Post » Pt cze 01, 2007 9:33

Obstawiam drugie wyjście ;)
Odnośnie zatkania - to ja mam doświadczenie - mówię Ci, nie warto z fdrugiej strony zatykać się, czy być zatkanym
Nie uwierzysz, co wet potrafi zrobić, żeby odetkać ....
błe....

A nie zjadłam... jeszcze nie wiem czemu.
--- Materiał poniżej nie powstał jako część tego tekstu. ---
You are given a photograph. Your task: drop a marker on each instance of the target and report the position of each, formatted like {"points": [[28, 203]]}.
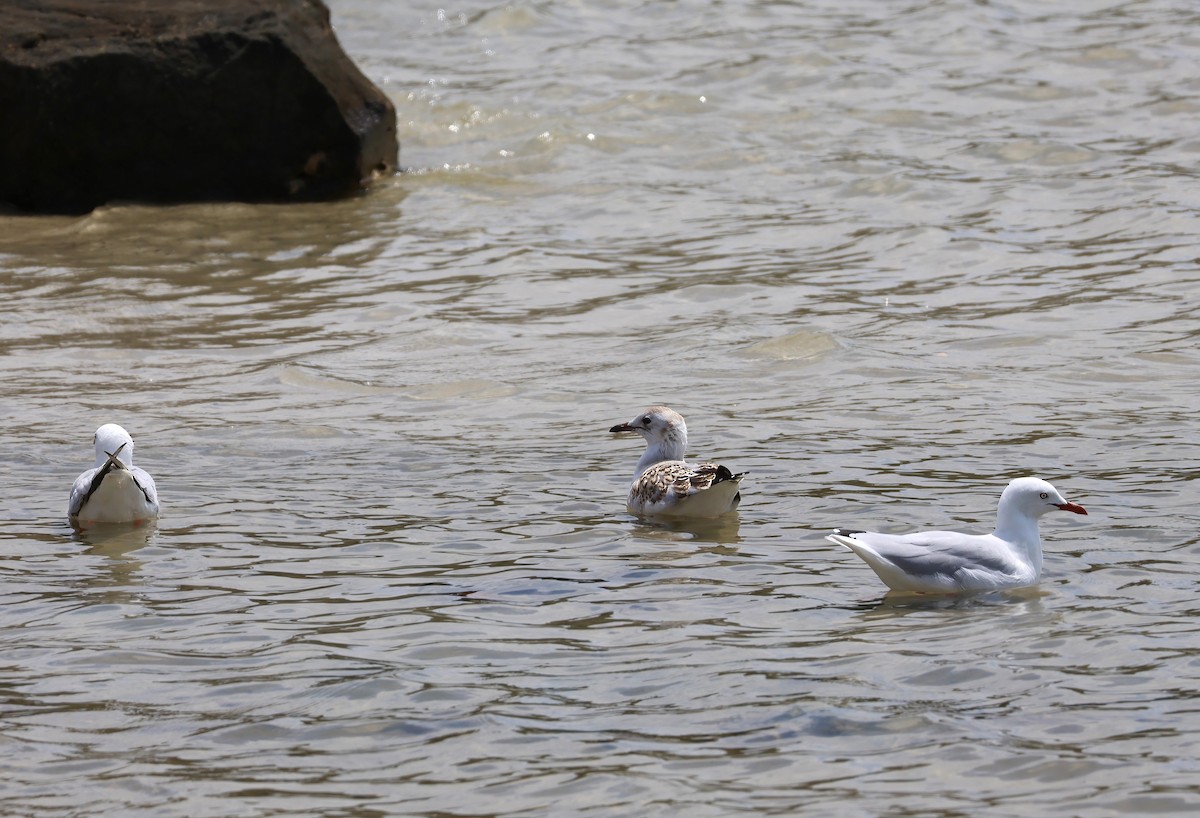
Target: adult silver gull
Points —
{"points": [[952, 563], [114, 491], [664, 485]]}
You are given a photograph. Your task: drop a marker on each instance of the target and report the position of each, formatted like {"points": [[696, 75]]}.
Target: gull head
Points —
{"points": [[112, 440], [1032, 497], [664, 429]]}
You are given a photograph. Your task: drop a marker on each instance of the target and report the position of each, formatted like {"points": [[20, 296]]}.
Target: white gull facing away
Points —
{"points": [[951, 563], [114, 491], [664, 485]]}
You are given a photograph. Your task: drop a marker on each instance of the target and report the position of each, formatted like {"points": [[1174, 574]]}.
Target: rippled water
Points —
{"points": [[882, 256]]}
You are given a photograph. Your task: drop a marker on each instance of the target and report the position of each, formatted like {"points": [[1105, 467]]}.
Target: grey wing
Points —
{"points": [[145, 482], [79, 489]]}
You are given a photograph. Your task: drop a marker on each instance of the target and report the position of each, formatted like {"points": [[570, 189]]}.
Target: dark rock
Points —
{"points": [[183, 100]]}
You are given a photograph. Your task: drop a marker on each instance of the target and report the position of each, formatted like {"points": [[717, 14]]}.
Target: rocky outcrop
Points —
{"points": [[183, 100]]}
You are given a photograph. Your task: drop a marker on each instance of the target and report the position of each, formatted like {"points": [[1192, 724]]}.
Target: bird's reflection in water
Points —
{"points": [[720, 530]]}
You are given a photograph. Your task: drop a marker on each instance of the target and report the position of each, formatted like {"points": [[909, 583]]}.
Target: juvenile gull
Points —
{"points": [[115, 491], [949, 561], [666, 486]]}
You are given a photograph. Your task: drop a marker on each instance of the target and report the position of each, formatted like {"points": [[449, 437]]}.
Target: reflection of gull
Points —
{"points": [[664, 483], [948, 561], [115, 491]]}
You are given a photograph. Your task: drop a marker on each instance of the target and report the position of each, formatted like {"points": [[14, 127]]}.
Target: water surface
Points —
{"points": [[882, 257]]}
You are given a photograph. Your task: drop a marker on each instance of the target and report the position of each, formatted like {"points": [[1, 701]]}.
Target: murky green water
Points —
{"points": [[883, 257]]}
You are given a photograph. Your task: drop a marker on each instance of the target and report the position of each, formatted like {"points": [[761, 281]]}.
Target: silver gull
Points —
{"points": [[114, 491], [949, 561]]}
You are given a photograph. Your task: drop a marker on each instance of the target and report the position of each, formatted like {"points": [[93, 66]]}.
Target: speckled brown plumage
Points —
{"points": [[664, 483]]}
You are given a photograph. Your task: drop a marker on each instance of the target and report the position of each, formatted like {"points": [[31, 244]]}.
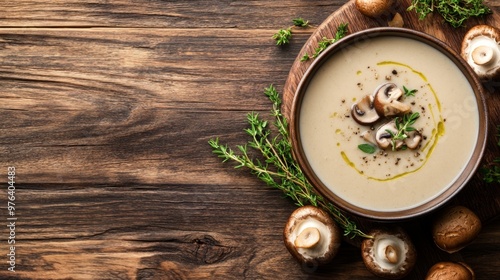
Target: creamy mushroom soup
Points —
{"points": [[383, 179]]}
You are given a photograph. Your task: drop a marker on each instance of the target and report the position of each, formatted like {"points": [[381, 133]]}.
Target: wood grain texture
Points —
{"points": [[107, 107]]}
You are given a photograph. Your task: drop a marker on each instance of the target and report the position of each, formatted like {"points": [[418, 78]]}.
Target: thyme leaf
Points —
{"points": [[455, 12], [491, 172], [300, 22], [283, 36], [276, 165], [403, 126], [341, 32]]}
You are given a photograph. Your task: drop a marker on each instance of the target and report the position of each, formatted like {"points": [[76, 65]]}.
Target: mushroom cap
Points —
{"points": [[386, 100], [307, 217], [449, 271], [389, 254], [374, 8], [413, 140], [454, 228], [481, 50], [384, 138], [363, 112]]}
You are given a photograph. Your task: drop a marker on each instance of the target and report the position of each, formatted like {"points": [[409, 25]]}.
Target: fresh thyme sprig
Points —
{"points": [[300, 22], [277, 167], [283, 36], [403, 126], [491, 172], [455, 12], [341, 32]]}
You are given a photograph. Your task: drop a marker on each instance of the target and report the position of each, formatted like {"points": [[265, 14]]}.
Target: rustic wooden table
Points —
{"points": [[107, 107]]}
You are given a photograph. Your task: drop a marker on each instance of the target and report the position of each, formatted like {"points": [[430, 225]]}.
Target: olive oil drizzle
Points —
{"points": [[437, 132]]}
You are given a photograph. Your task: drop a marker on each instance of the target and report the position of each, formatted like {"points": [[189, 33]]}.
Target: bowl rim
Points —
{"points": [[436, 202]]}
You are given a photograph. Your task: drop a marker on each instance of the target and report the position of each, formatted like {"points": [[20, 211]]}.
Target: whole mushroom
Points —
{"points": [[311, 236], [389, 254], [386, 100], [363, 111], [450, 271], [454, 228], [481, 50], [374, 8]]}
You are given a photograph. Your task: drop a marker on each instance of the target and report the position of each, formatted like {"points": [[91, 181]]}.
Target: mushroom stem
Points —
{"points": [[483, 55], [308, 238], [391, 254]]}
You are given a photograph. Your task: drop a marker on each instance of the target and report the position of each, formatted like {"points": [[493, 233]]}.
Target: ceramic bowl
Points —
{"points": [[382, 183]]}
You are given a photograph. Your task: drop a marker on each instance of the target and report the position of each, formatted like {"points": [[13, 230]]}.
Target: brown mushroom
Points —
{"points": [[374, 8], [311, 236], [450, 271], [389, 254], [454, 228], [363, 112], [481, 50], [386, 100]]}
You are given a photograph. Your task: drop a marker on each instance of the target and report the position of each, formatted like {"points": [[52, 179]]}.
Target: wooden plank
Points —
{"points": [[107, 128], [239, 14]]}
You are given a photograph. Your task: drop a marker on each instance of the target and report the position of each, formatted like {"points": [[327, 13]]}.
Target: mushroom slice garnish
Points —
{"points": [[451, 271], [363, 112], [413, 140], [384, 138], [389, 254], [481, 50], [386, 100], [311, 236]]}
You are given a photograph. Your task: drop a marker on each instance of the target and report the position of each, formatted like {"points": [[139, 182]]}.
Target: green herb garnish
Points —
{"points": [[408, 92], [491, 172], [367, 148], [455, 12], [325, 42], [277, 167], [403, 126], [283, 36], [300, 22]]}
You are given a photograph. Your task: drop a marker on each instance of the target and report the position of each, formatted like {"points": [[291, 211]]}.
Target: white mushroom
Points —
{"points": [[413, 140], [481, 50], [389, 254], [386, 100], [363, 112], [311, 236]]}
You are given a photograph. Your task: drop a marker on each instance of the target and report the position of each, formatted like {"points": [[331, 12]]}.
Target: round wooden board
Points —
{"points": [[482, 198]]}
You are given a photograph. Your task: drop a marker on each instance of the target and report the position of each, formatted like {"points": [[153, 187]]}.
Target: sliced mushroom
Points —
{"points": [[386, 101], [311, 236], [481, 50], [384, 138], [389, 254], [374, 8], [363, 112], [413, 140], [450, 271], [454, 228]]}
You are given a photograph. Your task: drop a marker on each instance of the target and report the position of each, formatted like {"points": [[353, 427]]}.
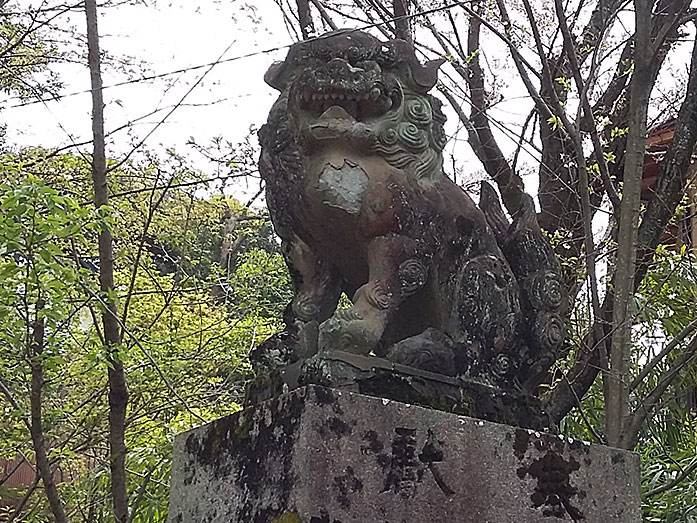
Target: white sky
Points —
{"points": [[232, 97], [171, 37]]}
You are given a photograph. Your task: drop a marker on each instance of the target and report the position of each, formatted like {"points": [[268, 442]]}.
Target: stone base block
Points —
{"points": [[316, 455]]}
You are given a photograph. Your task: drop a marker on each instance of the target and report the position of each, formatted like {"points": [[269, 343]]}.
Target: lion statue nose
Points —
{"points": [[339, 68]]}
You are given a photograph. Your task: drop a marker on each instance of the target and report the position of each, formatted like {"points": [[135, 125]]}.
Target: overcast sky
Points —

Duża powiedziała, że będzie mi się wieczorem uważnie przyglądać
Na razie zajęta byłam bieganiem za Marcelem i gryzieniem go w nogę
Bo tak między nami, to ja biegam za nim, gryzę go w nogę, albo w dupkę, a potem przed nim uciekam krzycząc i Duzi myślą, że to Marcel zaczął ;)
hihihi
sprytna jestem, co? :)

L.
--------
Obrazek
Obrazek

tajdzi

Avatar użytkownika
 
Posty: 16813
Od: Śro lut 16, 2005 10:47
Lokalizacja: Mafia Tarchomińska :)

Post » Pt cze 01, 2007 11:36

Tu Bazyli,
nie wiem czy po raz kolejny mogę wetknąć swój nochalek w nie swoje sprawy, ale:

1) Kloda, z tym ciągłym apetytem to może ci nie przejść.... mojej kumpelce Zazou, znalezionej w piwnicy jak była taka mała kupka nieszczęścia, zagłodzona prawie, do tej pory zdarza się zachować jak bulimiczka - naje się, naje, a potem zaraz po odejściu od miski robi rzyg... (ble)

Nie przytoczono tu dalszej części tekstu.